Решившись наконец обойти Варфоломеева, четверка двинулась дальше по длинной и пыльной деревенской улице. У бывшего директора шпалозавода Баландина крупно вздрагивала прямая, высоко поднятая голова, Ванечка Юдин возбужденно дрожал и щерил мелкие зубы, Устин тускло усмехался, Витька Малых все глядел да глядел в прямую спину Баландина.
Двигались четверо приятелей медленно, примерно в метре друг от друга, как бы опасаясь расстаться, но и не желая касаться локтями. Палило солнце, поддувал жаркий ветер, река Обь казалась почему-то зеленой. Катеришко «Синица» клевал носом рябой плес, хотя крупной волны не было, но он уж так был устроен, этот катеришко «Синица», что все качался с носа на корму.
— Не могу! Не хочу! — вдруг зашептал Семен Баландин. — Скорее! Скорее! Ну скорее же!

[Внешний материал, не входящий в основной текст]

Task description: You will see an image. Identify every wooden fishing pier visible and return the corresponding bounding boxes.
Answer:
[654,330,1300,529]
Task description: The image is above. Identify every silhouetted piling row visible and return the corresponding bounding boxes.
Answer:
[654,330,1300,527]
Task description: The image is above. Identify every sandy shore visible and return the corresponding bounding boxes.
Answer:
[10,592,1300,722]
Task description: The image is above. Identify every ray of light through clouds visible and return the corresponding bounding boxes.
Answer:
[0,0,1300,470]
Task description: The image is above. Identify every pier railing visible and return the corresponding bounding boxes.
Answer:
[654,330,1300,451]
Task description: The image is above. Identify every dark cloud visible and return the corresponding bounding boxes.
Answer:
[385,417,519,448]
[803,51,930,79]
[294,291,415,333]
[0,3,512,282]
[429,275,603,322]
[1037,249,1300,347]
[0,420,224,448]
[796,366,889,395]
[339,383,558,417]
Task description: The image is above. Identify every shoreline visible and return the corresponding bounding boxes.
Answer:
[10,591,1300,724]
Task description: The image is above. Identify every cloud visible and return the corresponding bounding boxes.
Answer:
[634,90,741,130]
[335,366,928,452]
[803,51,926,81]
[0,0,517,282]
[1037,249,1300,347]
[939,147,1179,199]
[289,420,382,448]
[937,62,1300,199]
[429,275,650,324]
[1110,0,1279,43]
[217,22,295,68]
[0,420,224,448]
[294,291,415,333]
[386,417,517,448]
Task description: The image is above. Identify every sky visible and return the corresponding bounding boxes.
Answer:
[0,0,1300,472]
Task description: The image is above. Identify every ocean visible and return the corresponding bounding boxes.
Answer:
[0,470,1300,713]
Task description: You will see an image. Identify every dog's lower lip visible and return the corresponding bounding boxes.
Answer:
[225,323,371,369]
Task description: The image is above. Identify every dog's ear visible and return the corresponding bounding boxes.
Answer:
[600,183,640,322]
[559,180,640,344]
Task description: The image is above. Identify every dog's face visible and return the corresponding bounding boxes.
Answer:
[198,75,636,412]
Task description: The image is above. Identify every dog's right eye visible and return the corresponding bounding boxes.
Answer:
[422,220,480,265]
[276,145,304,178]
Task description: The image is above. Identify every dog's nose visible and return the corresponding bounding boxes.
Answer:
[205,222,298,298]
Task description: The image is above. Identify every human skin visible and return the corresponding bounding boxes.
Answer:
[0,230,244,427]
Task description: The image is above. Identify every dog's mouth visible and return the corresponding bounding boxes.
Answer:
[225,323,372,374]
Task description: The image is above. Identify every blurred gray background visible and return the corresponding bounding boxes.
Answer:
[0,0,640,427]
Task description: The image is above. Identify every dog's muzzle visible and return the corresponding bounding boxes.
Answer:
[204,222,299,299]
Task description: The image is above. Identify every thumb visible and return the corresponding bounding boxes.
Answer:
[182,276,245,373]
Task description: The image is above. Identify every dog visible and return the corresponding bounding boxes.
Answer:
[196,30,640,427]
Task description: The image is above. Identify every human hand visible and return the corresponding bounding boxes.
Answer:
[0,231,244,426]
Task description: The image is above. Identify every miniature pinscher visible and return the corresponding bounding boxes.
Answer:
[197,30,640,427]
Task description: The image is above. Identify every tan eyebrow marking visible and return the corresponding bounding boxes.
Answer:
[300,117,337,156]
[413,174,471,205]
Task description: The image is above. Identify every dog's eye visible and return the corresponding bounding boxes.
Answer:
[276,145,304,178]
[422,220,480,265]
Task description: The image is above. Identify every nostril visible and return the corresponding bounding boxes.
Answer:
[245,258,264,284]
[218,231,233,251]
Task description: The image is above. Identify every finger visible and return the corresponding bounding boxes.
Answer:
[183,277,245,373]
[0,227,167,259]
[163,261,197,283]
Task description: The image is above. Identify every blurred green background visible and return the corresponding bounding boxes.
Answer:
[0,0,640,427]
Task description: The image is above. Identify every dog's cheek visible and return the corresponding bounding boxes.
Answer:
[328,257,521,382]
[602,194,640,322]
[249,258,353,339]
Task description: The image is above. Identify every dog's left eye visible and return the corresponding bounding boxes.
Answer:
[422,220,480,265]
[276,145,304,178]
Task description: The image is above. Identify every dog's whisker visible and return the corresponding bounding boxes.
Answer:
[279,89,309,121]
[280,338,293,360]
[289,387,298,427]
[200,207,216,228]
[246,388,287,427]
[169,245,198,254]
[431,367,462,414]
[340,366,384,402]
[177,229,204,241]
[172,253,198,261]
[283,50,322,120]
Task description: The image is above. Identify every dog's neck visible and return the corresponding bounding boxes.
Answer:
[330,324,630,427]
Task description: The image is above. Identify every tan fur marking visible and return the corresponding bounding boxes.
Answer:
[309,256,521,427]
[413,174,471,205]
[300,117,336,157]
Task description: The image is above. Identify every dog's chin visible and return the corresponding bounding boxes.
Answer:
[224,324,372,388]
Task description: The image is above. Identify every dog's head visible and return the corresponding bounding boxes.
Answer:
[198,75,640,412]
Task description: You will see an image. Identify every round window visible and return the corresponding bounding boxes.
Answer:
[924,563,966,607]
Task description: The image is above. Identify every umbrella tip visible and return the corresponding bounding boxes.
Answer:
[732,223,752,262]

А заветный дом был уже рядом. Краснела четырехскатная крыша, в палисаднике росли крупная малина, смородина, северные низкие яблони, дикий виноград; двор, словно ковром, зарос аккуратно подстриженной травой, скамеечки у ворот не было, а серая овчарка на гостей не лаяла. Громадная собака была добродушно-весела, узнав четверых приятелей, сначала ткнулась влажным носом в руку Семена Баландина, потом повиляла хвостом Устину Шемяке и зубасто улыбнулась Витьке Малых, но почему-то не обратила никакого внимания на Ванечку Юдина.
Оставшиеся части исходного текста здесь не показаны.